Should I fine-tune a model or use retrieval augmented generation?+
Use retrieval when the problem is grounding answers in changing private knowledge, such as policies, tickets, contracts, or documentation. It is easier to update and audit because the source material stays separate. Fine-tuning is better for changing style, format, domain behavior, or task performance that retrieval cannot fix. Many production systems use both, but retrieval is usually the safer first step.
How do I keep private data safe with open source AI?+
Start by mapping where prompts, documents, embeddings, logs, and generated outputs are stored. Local inference helps, but privacy can still fail through telemetry, shared vector stores, debug logs, or prompt traces. Use data minimization, access controls, retention limits, and redaction before indexing sensitive content. For regulated data, validate the entire pipeline, not just the model runtime.
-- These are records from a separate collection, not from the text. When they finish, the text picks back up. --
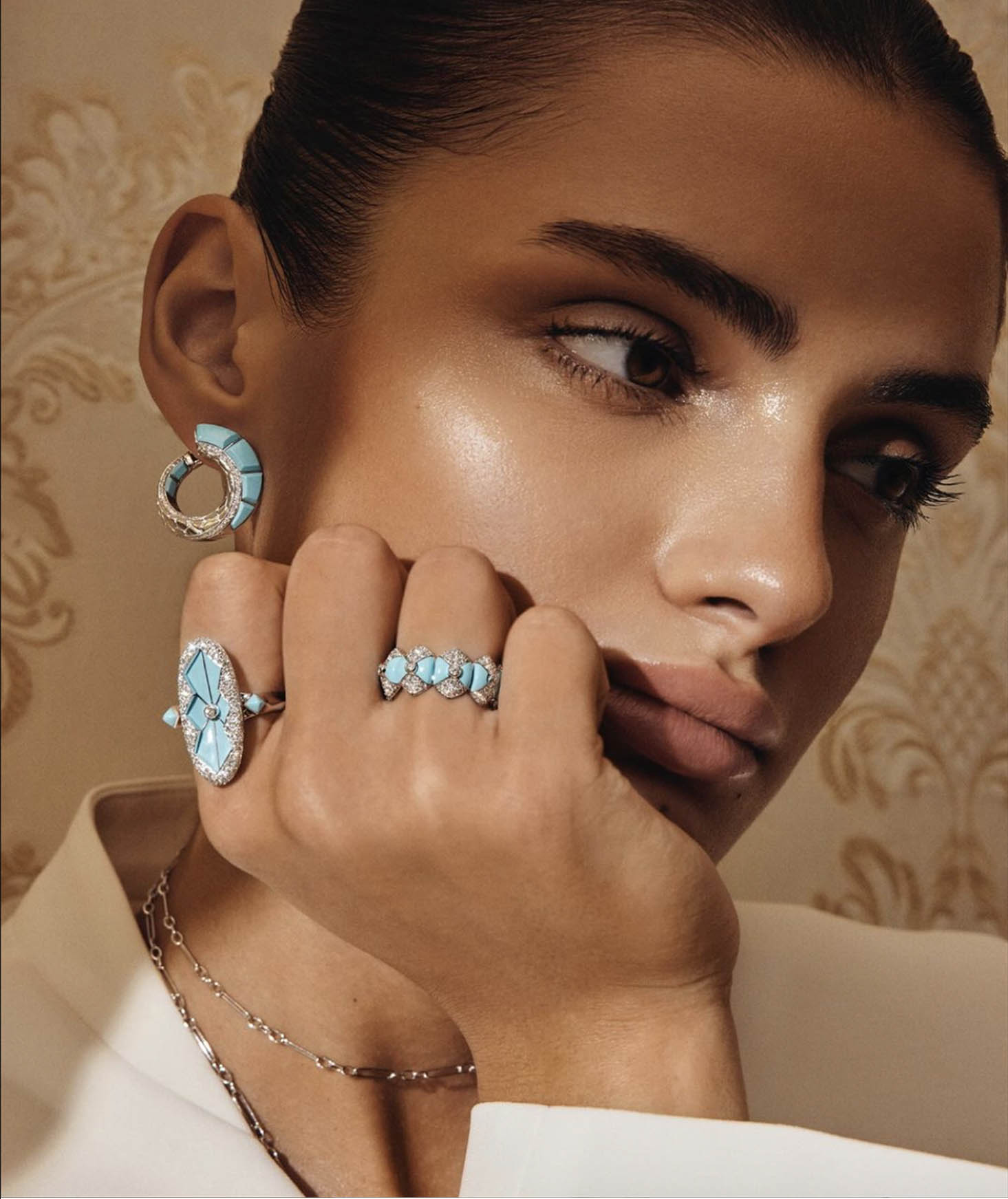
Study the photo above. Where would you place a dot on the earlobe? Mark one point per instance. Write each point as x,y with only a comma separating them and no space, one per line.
205,281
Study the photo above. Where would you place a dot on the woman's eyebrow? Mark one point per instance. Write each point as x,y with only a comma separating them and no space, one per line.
769,324
965,395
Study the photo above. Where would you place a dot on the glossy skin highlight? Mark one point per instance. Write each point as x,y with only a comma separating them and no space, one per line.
735,529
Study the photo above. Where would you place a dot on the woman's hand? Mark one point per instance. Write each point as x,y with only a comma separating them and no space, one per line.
495,858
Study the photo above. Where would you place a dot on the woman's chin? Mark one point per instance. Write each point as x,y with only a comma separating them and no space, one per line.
696,806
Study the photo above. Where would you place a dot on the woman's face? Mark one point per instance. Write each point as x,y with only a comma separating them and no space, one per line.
626,431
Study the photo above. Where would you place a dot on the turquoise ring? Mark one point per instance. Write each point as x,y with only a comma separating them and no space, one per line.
452,673
239,463
213,710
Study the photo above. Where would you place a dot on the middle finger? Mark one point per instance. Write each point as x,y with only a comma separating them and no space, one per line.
455,598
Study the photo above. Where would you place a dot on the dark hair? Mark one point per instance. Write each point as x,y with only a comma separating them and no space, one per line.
363,87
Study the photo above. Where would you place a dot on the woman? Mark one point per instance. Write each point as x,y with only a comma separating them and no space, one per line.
617,345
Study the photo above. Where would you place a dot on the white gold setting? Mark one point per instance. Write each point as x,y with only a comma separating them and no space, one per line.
213,524
233,723
450,687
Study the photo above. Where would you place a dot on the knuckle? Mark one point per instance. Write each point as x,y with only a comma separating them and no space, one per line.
343,539
455,560
552,620
219,578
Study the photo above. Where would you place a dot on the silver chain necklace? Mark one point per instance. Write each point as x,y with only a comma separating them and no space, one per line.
383,1073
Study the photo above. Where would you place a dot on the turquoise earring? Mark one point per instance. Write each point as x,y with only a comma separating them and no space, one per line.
239,463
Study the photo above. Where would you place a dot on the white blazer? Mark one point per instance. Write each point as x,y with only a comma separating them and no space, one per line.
875,1059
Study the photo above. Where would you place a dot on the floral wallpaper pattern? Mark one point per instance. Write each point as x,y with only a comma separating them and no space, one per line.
897,816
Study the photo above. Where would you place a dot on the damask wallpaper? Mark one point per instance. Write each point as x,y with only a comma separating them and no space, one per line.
898,814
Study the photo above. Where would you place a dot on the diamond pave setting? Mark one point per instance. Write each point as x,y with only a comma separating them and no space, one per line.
452,673
208,684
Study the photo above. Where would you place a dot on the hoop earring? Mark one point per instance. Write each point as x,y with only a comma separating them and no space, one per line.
239,463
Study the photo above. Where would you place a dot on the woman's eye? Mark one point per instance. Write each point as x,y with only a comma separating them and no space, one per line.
650,369
905,486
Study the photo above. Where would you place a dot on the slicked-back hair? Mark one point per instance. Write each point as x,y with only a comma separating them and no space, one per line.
365,87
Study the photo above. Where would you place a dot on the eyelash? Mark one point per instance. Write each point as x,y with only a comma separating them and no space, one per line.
929,474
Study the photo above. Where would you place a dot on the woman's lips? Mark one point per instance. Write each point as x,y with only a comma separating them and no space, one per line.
674,739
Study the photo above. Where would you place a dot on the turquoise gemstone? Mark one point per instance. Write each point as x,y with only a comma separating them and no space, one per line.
213,746
244,456
252,487
195,713
204,676
396,669
242,515
216,435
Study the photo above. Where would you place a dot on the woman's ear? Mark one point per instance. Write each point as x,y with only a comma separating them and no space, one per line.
206,282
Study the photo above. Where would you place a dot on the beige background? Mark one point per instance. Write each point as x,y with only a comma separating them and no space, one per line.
116,111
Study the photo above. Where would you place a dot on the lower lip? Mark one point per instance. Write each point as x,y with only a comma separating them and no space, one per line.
674,739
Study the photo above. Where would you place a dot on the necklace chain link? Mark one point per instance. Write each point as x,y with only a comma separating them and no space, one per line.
253,1022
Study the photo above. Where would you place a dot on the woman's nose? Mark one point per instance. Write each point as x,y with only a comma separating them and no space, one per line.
747,553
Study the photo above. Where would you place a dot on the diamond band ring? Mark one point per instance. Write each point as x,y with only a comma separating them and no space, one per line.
452,674
213,710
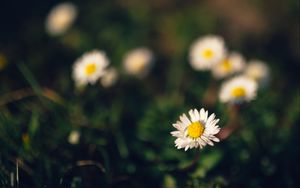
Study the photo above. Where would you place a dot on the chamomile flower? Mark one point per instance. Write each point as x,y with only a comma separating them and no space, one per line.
138,62
238,90
258,71
233,64
109,78
196,131
60,18
74,137
90,67
206,52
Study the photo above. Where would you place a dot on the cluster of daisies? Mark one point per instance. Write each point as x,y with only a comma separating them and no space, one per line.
241,84
243,79
209,53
What is the migration path from a closed AI API to open source AI?+
Inventory the API features you depend on: chat format, function calling, embeddings, moderation, streaming, JSON output, context length, and rate limits. Then build a compatibility layer so your application does not depend on one provider’s request shape. Expect prompt rewrites, different tokenization, changed latency, and new evaluation baselines. Keep a fallback path until the open source system passes real workload tests.
What happens if an open source AI project slows down or is abandoned?+
Your risk depends on what you rely on. If you have the weights, tokenizer, inference runtime, and evaluation suite pinned, you can keep serving the model for a while. The harder parts are security fixes, hardware support, and ecosystem compatibility. Prefer standard model formats, documented conversion paths, and reproducible deployment configs so you can move to another model or runtime without rebuilding the whole application.